# diy boring bar with carbide inserts rake angle question



## Cipher (Feb 3, 2018)

Hello,
i would like to make myself a few boring bars for using them with my chinesium boring head in the mill but I'm not sure about the rake angle.
Here is what I have so far:
Inserts I have and want to use: CCMT060204 and TCMT110204 (both have 7° clearance angle)
Material for the bars: 1.2210 silver steel or drill rod, 12 mm diameter h8.

They will be used for very light work (600 watt Sieg mill) with 20xx class aluminum. I will use them only very few times during the next years, therefor I can't justify buying one or two. I did not find any information about insert holders for boring heads, usually I just copy my carbide holders from the ISO nomenclature depending on what I want to use them for. For external lathe tool holders, they came out good enough for what I want them to do.

I would be thankful if someone could point me in the right direction.
Short and simple: What is the commonly used rake angle on a general purpose boring bar to be used in a boring head?


----------



## cathead (Feb 3, 2018)

The rake angle on the cutter doesn't matter much because one can turn the tool in the boring head to set the rake angle to your liking. 
Aluminum needs more rake(positive) generally than other metals.   At times, a little experimentation is helpful.


----------



## Bob Korves (Feb 3, 2018)

The real issue is with the diameter of the bore and the relief angle below the cutting edge.  If the angle is not enough, the tool will rub instead of cut.  It is possible to roll the boring bar downward to a more negative rake to increase the clearance angle.  It works!


----------



## Tozguy (Feb 4, 2018)

What is commonly used for rake angle on general purpose boring bar would likely be what is commonly offered by tool suppliers. I do not see what would be different when used in a boring head versus a tool post. My commercial boring bars all basically have neutral rake but can be rolled to negative if necessary to avoid rubbing as Bob mentioned. 
I have on occasion ground some inserts and holders for more clearance or rake. For cutting aluminum I would consider inserts with chip breakers.


----------



## middle.road (Feb 4, 2018)

I personally would go with an 11° rake. TPxx series insert, Especially if you're boring less than 1" DIA. holes.
And a chip breaker as Toz mentions would be of benefit.


----------



## 4GSR (Feb 4, 2018)

Here's drawings to a couple of boring bars I drew up many years ago.  Never did build them, good reference information.


----------



## Cipher (Feb 5, 2018)

Thank you! My inserts have chip breakers, they work fine with neutral rake. I try neutral and 11° first. Maybe the setscrew on the boring head can stop the rod from rotating without having to grind a flat spot onto the rod.
I will try and report back with some pictures.


----------



## mikey (Feb 5, 2018)

Cipher said:


> What is the commonly used rake angle on a general purpose boring bar to be used in a boring head?

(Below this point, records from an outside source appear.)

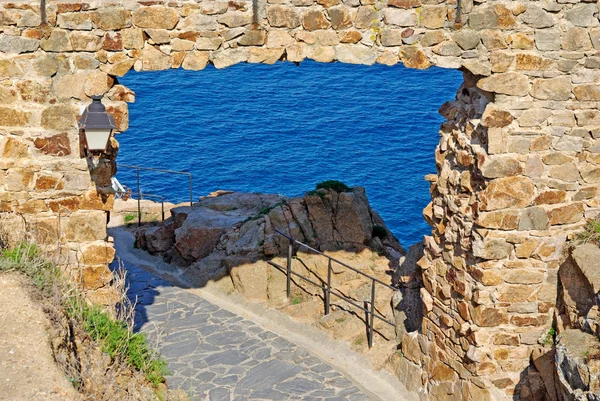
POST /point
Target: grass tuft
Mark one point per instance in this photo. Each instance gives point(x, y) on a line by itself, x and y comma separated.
point(113, 335)
point(379, 232)
point(591, 232)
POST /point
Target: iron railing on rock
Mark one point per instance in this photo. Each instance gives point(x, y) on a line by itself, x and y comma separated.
point(139, 191)
point(368, 307)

Cipher, both inserts require neutral radial and axial rake.

There are only two kinds of rake on a boring bar - axial rake and radial rake:




Both rake angles are machined into the end of the bar and are precise. CCMT and TCMT inserts require zero radial rake and zero axial rake.


----------



## Cipher (Feb 6, 2018)

Hello mikey,
that is the kind of information i was after, thank you. (I got your full answer via mail, seems you withdrew some paragraphs...)
For me it is not ovious how these boring bars sould look. I dont have one for the boring head and have newer seen one. My lathe boring bars have different negative radial rake angles, that's why i am more confused about than i should be. ; )


----------



## mikey (Feb 6, 2018)

If I may suggest an option, why not go with HSS or cobalt bars? Boring on the mill with inserted carbide bars is a common practice but requires higher speeds, and that leads to higher centripetal forces and more vibration. When you use carbide inserts at low speeds then you have to really pay attention to depths of cut because too light a cut (as in finishing cuts when you're trying to come in on size) results in greater deflection and chatter. Inserts work but you have to know how they like to cut and you have to really plan your cuts with more care.

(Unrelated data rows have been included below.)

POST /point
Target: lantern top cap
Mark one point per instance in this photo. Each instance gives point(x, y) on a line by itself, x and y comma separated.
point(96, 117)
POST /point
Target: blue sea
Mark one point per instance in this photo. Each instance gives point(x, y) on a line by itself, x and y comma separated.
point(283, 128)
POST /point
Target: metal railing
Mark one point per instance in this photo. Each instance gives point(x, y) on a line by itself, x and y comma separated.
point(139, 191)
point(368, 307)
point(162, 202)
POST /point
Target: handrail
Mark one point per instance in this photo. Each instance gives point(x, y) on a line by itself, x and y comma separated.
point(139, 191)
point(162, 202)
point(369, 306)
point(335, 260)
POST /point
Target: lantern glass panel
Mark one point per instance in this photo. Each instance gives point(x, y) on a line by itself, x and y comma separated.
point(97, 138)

I really like inserted carbide boring bars on the lathe but on the mill, I use cobalt bars 99% of the time. They are so much easier to use and will take a very fine cut without chattering so, for me, they are much more accurate. In addition, they are simple to sharpen. My 3/8" Borite set is now over 20 years old, have been sharpened at need and perform the same as new.


----------



## mikey (Feb 6, 2018)

Cipher said:


> My lathe boring bars have different negative radial rake angles, that's why i am more confused about than i should be. ; )



I intended to comment on this and forgot. If you are using CCMT inserts in your lathe boring bars then the SCLCR bar and insert configuration has positive rake geometry. It is intended to be used with zero radial rake when positioned in your boring bar holder. Inducing negative rake with these bars defeats the purpose of the geometry. 

Of course, they are your bars and you can use them as you choose but I just wanted to make sure you were aware that while inducing more positive radial rake is a common practice with solid boring bars, it is not a recommended practice with inserted bars. This is mainly because the cutting edge will then be out of position when you do this but also because you reduce the clearance angle under the insert and that leads to rubbing and consequently, chatter.


----------



## Cipher (Feb 19, 2018)

I see my error now. I was confused about adding up the angles of the insertholder and the insert itself. My inserts have positiv rake, my holders negativ, that will result in somewhat neutral...
HSS is not really a option for me, since i'm not allowed to make too much noise where i live (not heavy grinding). However since it would be a very simple way to start, i will go for a 3mm round HSS toolbit and a simple holder, just like Stefan Gotteswinter showed on youtube. These bits should be simple and small enough to be ground with a dremel tool. And if I mess up dirlling a few holes and tapping one of them, oh well...


----------



## Brento (Feb 19, 2018)

4gsr said:


> Here's drawings to a couple of boring bars I drew up many years ago.  Never did build them, good reference information.


Whats with the tilted part in the drawing? Im having trouble reading that.


----------